Attack Type Specifies which attack type should be included in the set. Select All to include all attack types.
Systems Specifies the systems (for example web applications, web server databases, and application frameworks) that you want protected by the set.
Accuracy Specifies the accuracy level of the signature. Higher accuracy results in fewer false positives.
  • Select All to specify that all signatures should be included, regardless of accuracy level.
  • Select Equals to specify signatures with a single accuracy level, then select the accuracy level to be Low, Medium, or High.
  • Select Greater Than/Equal To to specify that the accuracy level of the signatures should be greater than or equal to the specified accuracy level, then select the level to be Low, Medium, or High.
  • Select Less Than/Equal To to specify that the accuracy level of the signatures should be less than or equal to the specified accuracy level, then select the level to be Low, Medium, or High.
Risk Specifies the level of potential damage that the signature protects against.
  • Select All to specify that all signatures should be included, regardless of risk level.
  • Select Equals to specify a single risk level, then select the risk level to be Low, Medium, or High.
  • Select Greater Than/Equal To to specify that the risk level should be greater than or equal to the specified risk level, then select the level to be Low, Medium, or High.
  • Select Less Than/Equal To to specify that the risk level should be less than or equal to the specified risk level, then select the level to be Low, Medium, or High.
User-defined Specifies whether to include attack signatures based on who created them.
  • Select All to specify that all signatures should be included, including those defined by the system and by users.
  • Select Yes to specify that only user-defined signatures should be included.
  • Select No to specify that only system-defined signatures should be included.
Update Date Specifies whether to include signatures in the set based on when the signature was last updated or added.
  • Select All to include all signatures, regardless of when they were last updated.
  • Select Before to include all signatures updated before a specified date, and then select the date using the displayed Select Date button.
  • Select After to include all signatures updated after a specified date, and then select the date using the displayed Select Date button.
Signatures Specifies the signatures that should be included in the signature set. The available signatures list displayed changes based on the Signatures Advanced Filter settings. You can use the Filter field above the Available list to search for particular signatures. Add signatures to the signature list by moving them from the Available list to the Selected list.

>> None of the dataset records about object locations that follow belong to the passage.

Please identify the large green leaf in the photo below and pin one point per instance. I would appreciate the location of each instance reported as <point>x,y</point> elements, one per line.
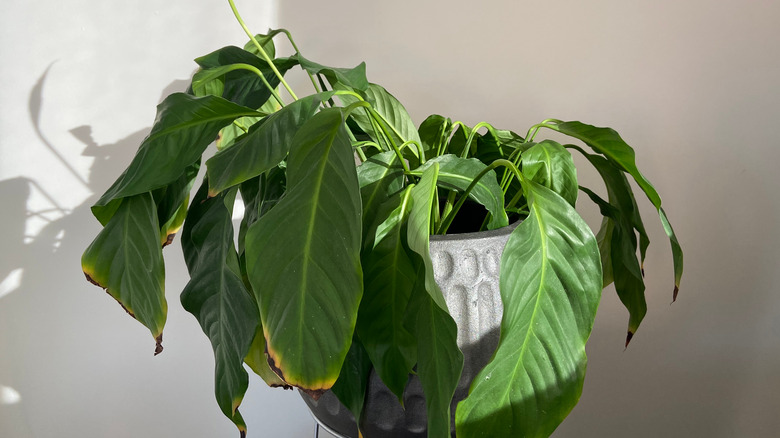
<point>551,165</point>
<point>172,201</point>
<point>609,143</point>
<point>439,360</point>
<point>216,296</point>
<point>240,86</point>
<point>354,78</point>
<point>264,147</point>
<point>400,124</point>
<point>303,258</point>
<point>388,277</point>
<point>550,285</point>
<point>625,269</point>
<point>458,173</point>
<point>125,259</point>
<point>184,127</point>
<point>617,245</point>
<point>350,387</point>
<point>379,177</point>
<point>433,132</point>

Assign custom attack signature sets

You use the Web Application Security policy editor to assign a custom attack signature set to a policy.

Each security policy enforces one or more attack signature sets. You can assign additional attack signature sets to the security policy.

  1. Log in with Administrator, Security Manager, or Web App Security Manager credentials.
  2. Navigate to the Policy Editor screen: click Web Application Security > Policy Editor , select a policy name, and from the Policy objects list, select Attack Signatures Configuration.
  3. Click Edit.
    The policy is placed under administrative lock and fields become editable.
  4. From the Attack Signature Set Assignment list, select attack signature sets to assign to the policy.
    Any newly-created custom signature sets appear in the list.
  5. When you are finished, click Save to save the new assignment and unlock the policy.
The system assigns the signature sets to the security policy, and the blocking policy applies to all of the signatures in the signature set. Any changes made subsequently are put into effect in the working configuration of the BIG-IQ Centralized Management system.